Weighing Benefits and Risks

Linkages with Environmental and Social Impact Assessments

The Issue

There is limited guidance on how BA negotiations, implementation, and monitoring should work with and complement Environmental Impact Assessment (EIA) processes. These parallel, but separate opportunities and processes, are complex and will be different for each project and context, making it difficult for First Nations to know how to divide resources and effort between them to maximum benefits and mitigate impacts.

EIA is a process of identifying, predicting, evaluating, and ultimately mitigating likely impacts of a proposed project. While it has been focused on biophysical impacts, the scope of EIA now often requires assessment of social, economic, health, and cultural impacts.

The timing of BA negotiations relative to EIAs as well as the ability of each to address the concerns of Indigenous communities depends on the project, the context and the IA process in the jurisdiction.

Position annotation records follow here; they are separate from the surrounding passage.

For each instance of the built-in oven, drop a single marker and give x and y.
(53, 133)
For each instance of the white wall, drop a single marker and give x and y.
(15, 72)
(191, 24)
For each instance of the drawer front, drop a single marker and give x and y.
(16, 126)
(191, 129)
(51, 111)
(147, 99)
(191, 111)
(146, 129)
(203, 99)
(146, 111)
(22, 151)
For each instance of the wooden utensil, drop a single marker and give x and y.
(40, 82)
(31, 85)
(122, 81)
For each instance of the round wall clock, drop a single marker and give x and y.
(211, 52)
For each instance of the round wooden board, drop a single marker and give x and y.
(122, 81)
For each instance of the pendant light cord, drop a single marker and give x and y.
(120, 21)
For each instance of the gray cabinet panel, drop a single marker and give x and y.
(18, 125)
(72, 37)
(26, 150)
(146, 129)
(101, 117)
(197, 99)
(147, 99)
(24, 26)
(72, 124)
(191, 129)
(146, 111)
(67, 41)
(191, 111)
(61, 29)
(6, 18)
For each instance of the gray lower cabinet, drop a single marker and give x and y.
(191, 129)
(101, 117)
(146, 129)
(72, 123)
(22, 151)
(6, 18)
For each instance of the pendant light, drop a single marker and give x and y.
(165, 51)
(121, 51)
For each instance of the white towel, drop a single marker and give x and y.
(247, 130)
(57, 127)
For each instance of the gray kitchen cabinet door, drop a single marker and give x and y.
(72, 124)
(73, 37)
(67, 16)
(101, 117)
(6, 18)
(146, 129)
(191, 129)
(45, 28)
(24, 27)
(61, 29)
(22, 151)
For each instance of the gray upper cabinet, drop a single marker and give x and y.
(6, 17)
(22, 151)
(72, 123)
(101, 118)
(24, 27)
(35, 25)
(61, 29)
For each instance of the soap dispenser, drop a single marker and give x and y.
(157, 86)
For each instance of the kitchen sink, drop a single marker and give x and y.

The EIA process can support BA negotiations by initiating discussions and including recommendations for improved benefit allocation to Indigenous communities (Hitch and Fidler 2007, McCreary et al., 2016, Gibson and O’Faircheallaigh 2015). In other cases, BAs signed prior to IAs or other regulatory processes have been used to negotiate consent for the project (Hitch and Fidler 2007, McCreary et al., 2016).